Gold consolidates near record high; remains close to $3,000 amid rising trade tensions
- Gold price remains well supported by the uncertainty surrounding Trump’s aggressive trade policies.
- Fed rate cut bets further benefit the yellow metal, though a modest USD uptick caps further gains.
- An improvement in global risk sentiment would further warrant some caution for the XAU/USD bulls.
Gold price (XAU/USD) extends its consolidative price move near the all-time peak touched the Asian session on Friday. Positive comments out of the White House and from Canadian officials, along with reports that there will be enough Democratic votes to avoid a US government shutdown, boost investors’ confidence. This is evident from a generally positive tone around the equity markets, which, along with some follow-through US Dollar (USD) buying for the third straight day, acts as a headwind for the safe-haven precious metal.
However, the growing market acceptance that the Federal Reserve (Fed) will cut interest rates several times this year might hold back the USD bulls from placing aggressive bets. Adding to this, persistent worries about US President Donald Trump’s aggressive trade policies and their impact on the global economy should support the Gold price.
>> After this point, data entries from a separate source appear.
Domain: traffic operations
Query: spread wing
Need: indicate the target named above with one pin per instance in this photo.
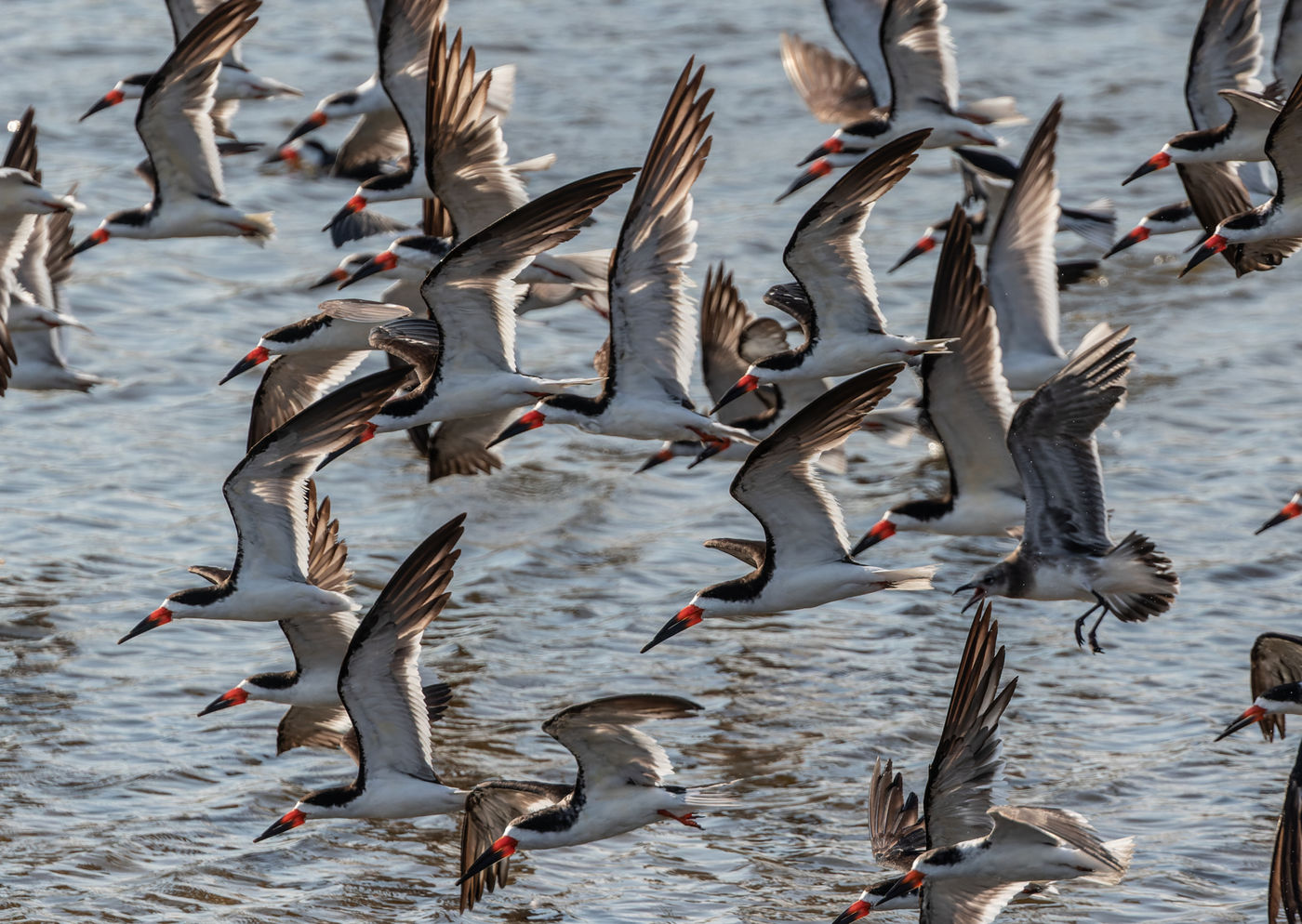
(1226, 55)
(969, 758)
(1051, 828)
(472, 292)
(292, 383)
(895, 828)
(1275, 659)
(1021, 266)
(266, 492)
(724, 321)
(965, 396)
(490, 807)
(778, 484)
(173, 120)
(858, 25)
(404, 39)
(603, 737)
(920, 55)
(833, 88)
(380, 680)
(1052, 444)
(465, 152)
(826, 250)
(653, 322)
(1285, 889)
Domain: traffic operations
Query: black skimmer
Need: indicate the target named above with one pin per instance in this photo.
(310, 158)
(379, 685)
(1279, 657)
(620, 787)
(644, 393)
(1221, 90)
(465, 350)
(38, 314)
(973, 880)
(1288, 511)
(804, 557)
(918, 55)
(1171, 218)
(835, 297)
(234, 80)
(310, 357)
(1067, 552)
(1275, 677)
(35, 260)
(960, 784)
(318, 643)
(409, 36)
(987, 178)
(731, 337)
(264, 492)
(1266, 234)
(172, 121)
(966, 403)
(1019, 263)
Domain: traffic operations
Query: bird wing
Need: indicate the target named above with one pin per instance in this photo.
(895, 829)
(965, 396)
(465, 153)
(323, 726)
(375, 137)
(1286, 64)
(833, 88)
(266, 492)
(404, 38)
(490, 807)
(327, 553)
(472, 292)
(920, 55)
(858, 25)
(173, 120)
(826, 250)
(1226, 55)
(653, 322)
(1285, 889)
(295, 381)
(969, 758)
(1276, 659)
(1052, 444)
(1052, 828)
(724, 321)
(609, 750)
(380, 680)
(778, 484)
(1021, 267)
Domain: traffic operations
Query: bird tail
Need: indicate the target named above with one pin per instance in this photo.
(1123, 850)
(907, 578)
(705, 797)
(1096, 223)
(257, 228)
(993, 111)
(1145, 573)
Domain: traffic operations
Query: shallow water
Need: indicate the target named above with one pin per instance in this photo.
(121, 806)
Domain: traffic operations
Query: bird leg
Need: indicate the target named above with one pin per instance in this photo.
(685, 819)
(1094, 641)
(1080, 622)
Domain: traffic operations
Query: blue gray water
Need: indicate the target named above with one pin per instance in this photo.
(120, 806)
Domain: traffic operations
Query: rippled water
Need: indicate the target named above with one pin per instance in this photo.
(119, 804)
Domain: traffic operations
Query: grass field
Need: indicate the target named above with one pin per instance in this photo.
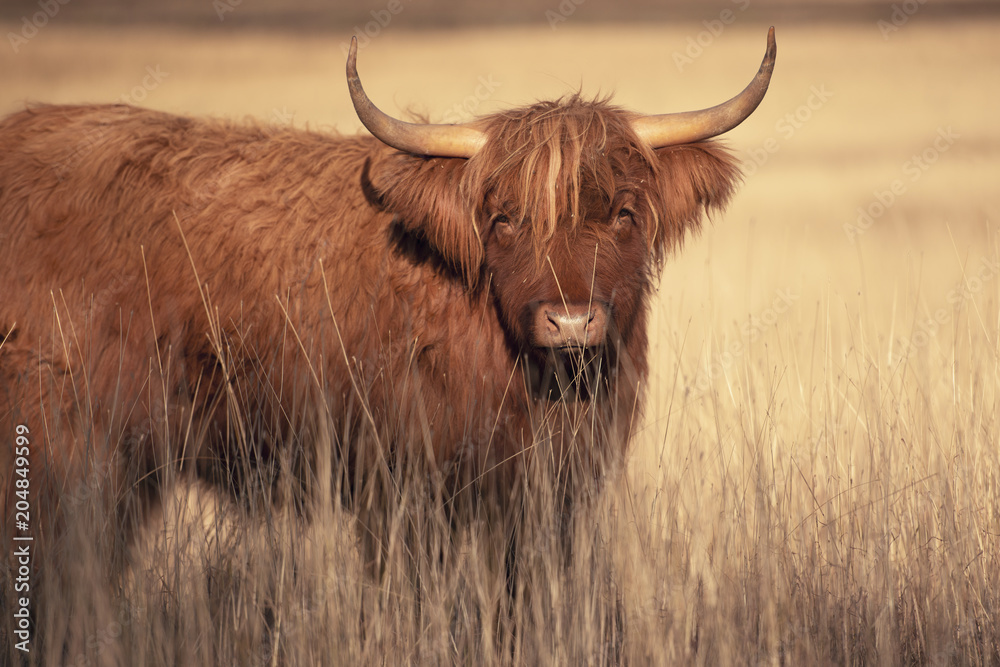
(817, 478)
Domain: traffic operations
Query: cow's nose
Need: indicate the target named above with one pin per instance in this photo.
(570, 325)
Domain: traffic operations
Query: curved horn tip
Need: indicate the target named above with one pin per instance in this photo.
(352, 57)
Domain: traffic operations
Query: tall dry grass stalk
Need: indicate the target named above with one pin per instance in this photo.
(821, 493)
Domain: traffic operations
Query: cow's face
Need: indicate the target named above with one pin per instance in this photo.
(563, 208)
(563, 215)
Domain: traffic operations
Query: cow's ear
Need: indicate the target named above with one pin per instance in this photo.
(425, 194)
(695, 181)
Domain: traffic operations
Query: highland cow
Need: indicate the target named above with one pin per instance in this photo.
(176, 289)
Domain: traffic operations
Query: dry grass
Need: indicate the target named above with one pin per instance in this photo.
(808, 487)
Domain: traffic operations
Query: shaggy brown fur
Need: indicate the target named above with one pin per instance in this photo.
(164, 275)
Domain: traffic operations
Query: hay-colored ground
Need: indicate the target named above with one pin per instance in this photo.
(796, 449)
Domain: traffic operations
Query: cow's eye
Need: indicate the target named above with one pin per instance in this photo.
(625, 217)
(502, 224)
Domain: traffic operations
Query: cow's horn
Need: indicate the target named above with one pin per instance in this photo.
(682, 128)
(420, 139)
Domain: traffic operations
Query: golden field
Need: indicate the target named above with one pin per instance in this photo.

This, in turn, suggests that any corrective pullback might still be seen as a buying opportunity and help limit losses for the XAU/USD pair, which remains on track to register gains for the second straight week.
Daily Digest Market Movers: Gold price bulls pause for breather amid positive risk tone and modest USD strength
- US President Donald Trump ups the ante on the tariff war, saying that he would levy a 200% duty on European wine and cognac imports unless the European Union removes surcharges on US whiskey. Trump had earlier threatened that he would respond to any countermeasures announced by the EU.
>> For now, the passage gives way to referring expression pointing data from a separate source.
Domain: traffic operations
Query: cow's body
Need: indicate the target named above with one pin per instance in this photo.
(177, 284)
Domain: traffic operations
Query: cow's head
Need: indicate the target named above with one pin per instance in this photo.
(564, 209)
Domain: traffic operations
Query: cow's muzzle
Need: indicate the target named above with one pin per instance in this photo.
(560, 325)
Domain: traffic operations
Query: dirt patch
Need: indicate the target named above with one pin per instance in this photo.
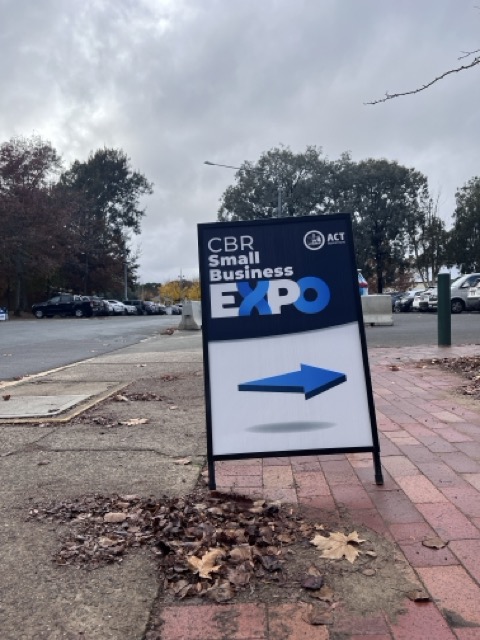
(213, 547)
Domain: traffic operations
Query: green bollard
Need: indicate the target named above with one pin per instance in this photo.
(444, 313)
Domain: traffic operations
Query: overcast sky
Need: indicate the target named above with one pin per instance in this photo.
(174, 83)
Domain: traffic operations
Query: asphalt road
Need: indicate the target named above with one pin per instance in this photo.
(31, 346)
(415, 329)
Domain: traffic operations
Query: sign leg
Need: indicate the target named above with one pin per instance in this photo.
(211, 475)
(378, 468)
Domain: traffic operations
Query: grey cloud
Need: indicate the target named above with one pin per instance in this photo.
(176, 83)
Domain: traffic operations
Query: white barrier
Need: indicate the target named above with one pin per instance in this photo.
(377, 309)
(191, 316)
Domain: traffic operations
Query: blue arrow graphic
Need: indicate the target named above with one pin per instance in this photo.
(309, 380)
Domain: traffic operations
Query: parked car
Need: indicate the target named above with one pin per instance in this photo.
(429, 300)
(419, 297)
(130, 309)
(406, 301)
(459, 291)
(473, 298)
(117, 307)
(138, 304)
(173, 310)
(64, 304)
(150, 307)
(100, 307)
(395, 295)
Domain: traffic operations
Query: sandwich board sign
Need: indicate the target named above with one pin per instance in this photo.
(285, 357)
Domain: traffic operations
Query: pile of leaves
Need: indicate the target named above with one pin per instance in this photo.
(467, 366)
(207, 543)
- This comes on top of Trump’s 25% tariff on all steel and aluminum imports, which took effect on Wednesday, fueling concerns about the risk of a further escalation in the tariff war between the US and its top trading partner, and pushing the safe-haven Gold price to a fresh record high on Friday.
- Traders ramp up their bets that the Federal Reserve will have to lower interest rates this year by more than expected amid the rising possibility of an economic downturn on the back of the Trump administration’s aggressive policies. The expectations were lifted by softer US inflation figures this week.
- In fact, data released on Wednesday showed that the headline US Consumer Price Index (CPI) rose less than expected, by 2.8% on a yearly basis in February, down from 3% in the previous month. Moreover, the core gauge eased to the 3.1% YoY rate from the 3.3% increase registered in January.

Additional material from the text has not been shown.